R H Adamson et al. Microcirculation. 1994 Dec.

Abstract

Objective: We tested the hypothesis that there is significant solute loss to the superfusate during microvessel solute permeability measurement in frog mesentery which leads to underestimation of permeability coefficient. This is the first application of laser-scanning confocal microscopy to measure microvessel permeability.

Methods: Microvessel permeability to sodium fluorescein (0.5 mg/ml, MW 376) was measured in the presence of bovine serum albumin (10 mg/ml) in Ringer's solution. Every 11-12s an optical section transverse to the vessel axis (x-z section) was collected. The images were corrected for fluorescence attenuation in the z direction and nonuniformity of light collection (shading) in the x direction by comparison to a fluorescent standard. Extravascular fluorescence, which increased linearly with time, and the step increase in fluorescence intensity of the vessel lumen were used to calculate an apparent permeability. Measurements were made first with the tissue superfused with Ringer and second after changing the superfusate to mineral oil in order to retain solute potentially lost to Ringer superfusate.

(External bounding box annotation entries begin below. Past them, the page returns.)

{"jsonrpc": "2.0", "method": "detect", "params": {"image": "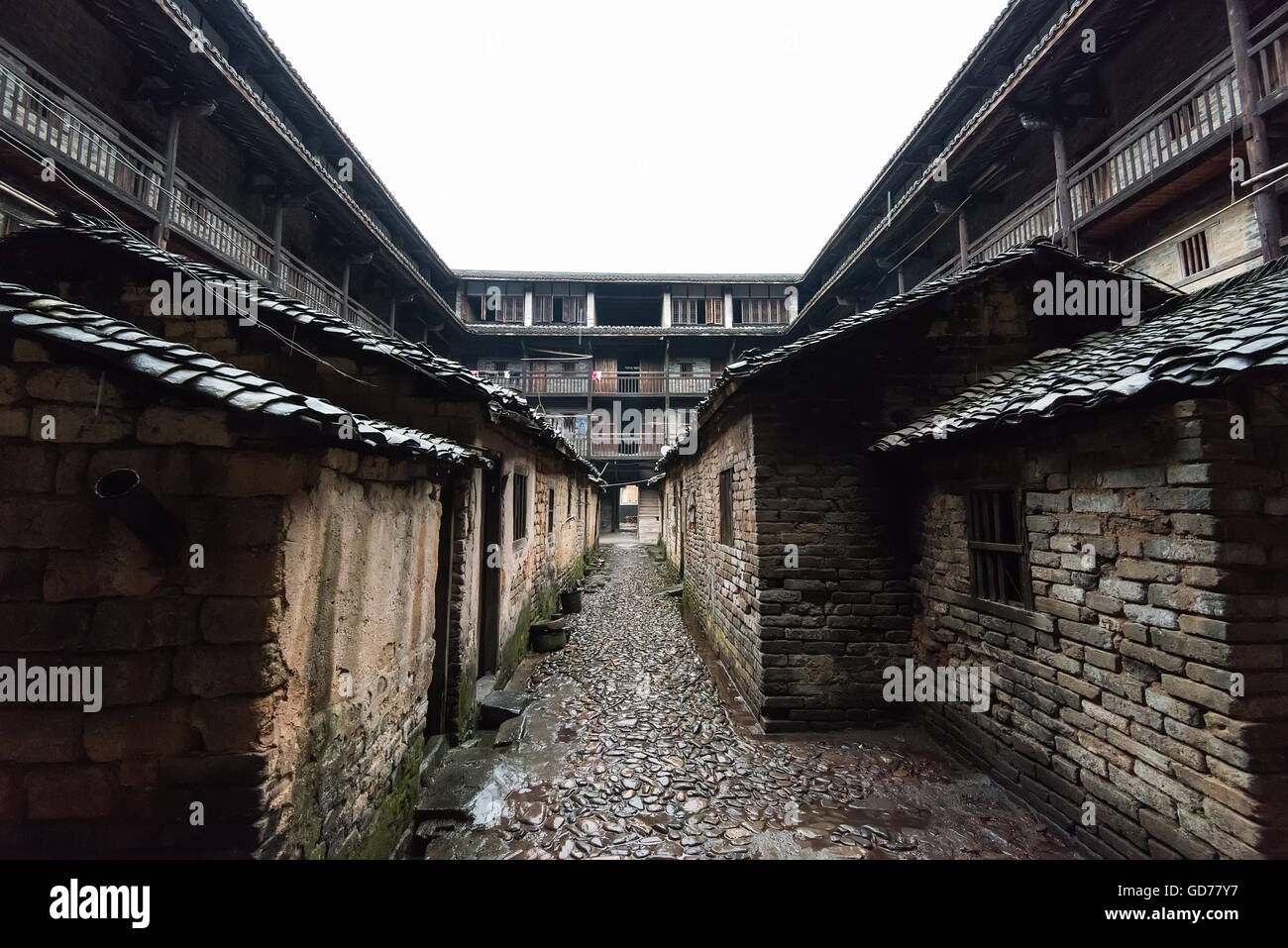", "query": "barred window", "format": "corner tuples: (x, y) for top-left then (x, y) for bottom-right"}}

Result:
(720, 468), (733, 546)
(510, 472), (528, 540)
(1177, 231), (1212, 277)
(966, 488), (1033, 609)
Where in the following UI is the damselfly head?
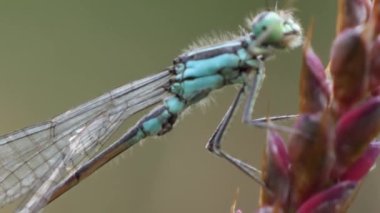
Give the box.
[248,10,302,49]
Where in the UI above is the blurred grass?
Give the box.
[0,0,380,213]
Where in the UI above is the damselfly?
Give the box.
[0,5,302,212]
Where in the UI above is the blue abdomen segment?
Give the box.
[170,74,224,102]
[176,53,240,81]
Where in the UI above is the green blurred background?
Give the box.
[0,0,380,213]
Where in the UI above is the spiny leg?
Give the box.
[206,63,297,188]
[206,62,265,187]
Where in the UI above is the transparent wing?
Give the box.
[0,71,171,206]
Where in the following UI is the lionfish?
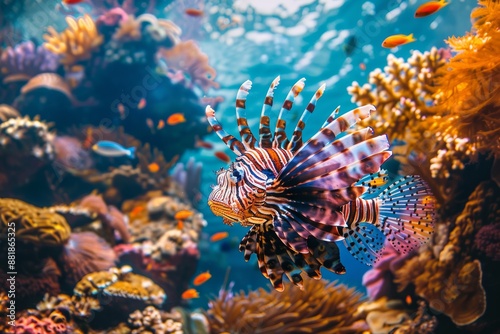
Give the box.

Results: The permeability to fluorescein measured with Ringer superfusate (5.0 +/- SD 2.6 x 10(-5) cm/s; n = 3) was not different from that measured with mineral oil covering the upper mesothelial surface (4.5 +/- 1.9).

Conclusions: Therefore, the loss of sodium fluorescein through the upper mesothelium does not significantly alter permeability under these conditions. These techniques enable detailed analysis of solute concentration gradients surrounding microvessels.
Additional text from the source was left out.